Linus Chinedu Okorie (born 1974) is a Nigerian leadership consultant, author, and founder of Guardians of the Nation International (GOTNI), a nonprofit leadership development organization which has trained and nurtured elected officials and the general public on effective leadership for the last 25 years. In 2022, he received the Nigerian national honor of Member of the Order of the Federal Republic (MFR) and 2019 Imo State Gubernatorial candidate under the Young Progressives Party.

==Early life and education==
Okorie was born and raised in Kumba, Cameroon, but hails from Egbuoma in Oguta LGA of Imo State, Nigeria. He studied History and International Relations at Imo State University, Owerri where he became the first elected Students' Union president in 2005 and holds a master's degree on Organizational Leadership from Regent University.
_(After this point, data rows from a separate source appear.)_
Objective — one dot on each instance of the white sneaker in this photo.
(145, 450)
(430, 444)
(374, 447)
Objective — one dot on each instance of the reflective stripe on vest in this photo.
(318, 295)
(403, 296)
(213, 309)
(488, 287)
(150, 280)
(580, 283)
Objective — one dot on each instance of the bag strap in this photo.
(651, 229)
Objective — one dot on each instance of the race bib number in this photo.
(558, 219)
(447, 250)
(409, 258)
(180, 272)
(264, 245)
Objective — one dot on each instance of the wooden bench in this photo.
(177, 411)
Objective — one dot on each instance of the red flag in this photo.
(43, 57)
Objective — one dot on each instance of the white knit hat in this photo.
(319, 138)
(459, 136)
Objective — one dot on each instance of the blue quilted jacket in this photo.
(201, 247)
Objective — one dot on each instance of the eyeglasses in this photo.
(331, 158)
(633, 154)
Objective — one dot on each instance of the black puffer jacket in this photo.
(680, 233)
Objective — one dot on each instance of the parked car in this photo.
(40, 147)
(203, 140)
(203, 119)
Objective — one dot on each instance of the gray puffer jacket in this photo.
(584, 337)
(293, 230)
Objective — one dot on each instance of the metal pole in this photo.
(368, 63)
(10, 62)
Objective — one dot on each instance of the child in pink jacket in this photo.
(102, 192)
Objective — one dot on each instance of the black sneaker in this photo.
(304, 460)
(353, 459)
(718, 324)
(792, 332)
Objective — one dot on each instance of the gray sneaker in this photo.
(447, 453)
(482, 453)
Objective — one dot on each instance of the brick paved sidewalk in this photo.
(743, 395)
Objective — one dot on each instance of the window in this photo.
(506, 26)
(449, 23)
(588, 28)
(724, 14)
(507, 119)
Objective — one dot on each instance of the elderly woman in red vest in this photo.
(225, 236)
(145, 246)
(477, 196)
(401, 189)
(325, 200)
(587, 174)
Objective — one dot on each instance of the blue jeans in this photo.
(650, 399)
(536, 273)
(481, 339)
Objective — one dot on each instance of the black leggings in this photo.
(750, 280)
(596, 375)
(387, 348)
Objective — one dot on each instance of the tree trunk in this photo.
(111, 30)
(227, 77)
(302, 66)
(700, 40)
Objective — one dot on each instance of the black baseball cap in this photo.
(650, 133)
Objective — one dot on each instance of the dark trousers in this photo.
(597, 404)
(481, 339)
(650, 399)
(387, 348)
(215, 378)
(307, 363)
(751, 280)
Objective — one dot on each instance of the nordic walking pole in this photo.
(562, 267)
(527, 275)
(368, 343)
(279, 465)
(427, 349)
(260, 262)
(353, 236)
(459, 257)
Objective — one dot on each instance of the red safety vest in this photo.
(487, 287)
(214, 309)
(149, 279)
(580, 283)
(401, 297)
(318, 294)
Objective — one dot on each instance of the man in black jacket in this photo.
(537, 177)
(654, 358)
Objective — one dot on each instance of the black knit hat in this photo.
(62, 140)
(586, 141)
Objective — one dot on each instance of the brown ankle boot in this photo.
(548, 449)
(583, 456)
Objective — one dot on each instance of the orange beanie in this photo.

==Recognition and awards==
Okorie was decorated with Nigeria's National Honour Medal of the Member of the Order of the Federal Republic (MFR) by President Muhammadu Buhari in recognition of his contributions to the advancement of leadership in Nigeria. He was awarded the honor alongside Ngozi Okonjo-Iweala, Amina Mohammed, Herbert Wigwe, Chimamanda Ngozi Adichie, amongst others.

He was listed on Africa Icons list of the 2023 100 Most Notable Peace Icons and in 2023 received the Excellence in Leadership Development Award by the National Daily Newspaper.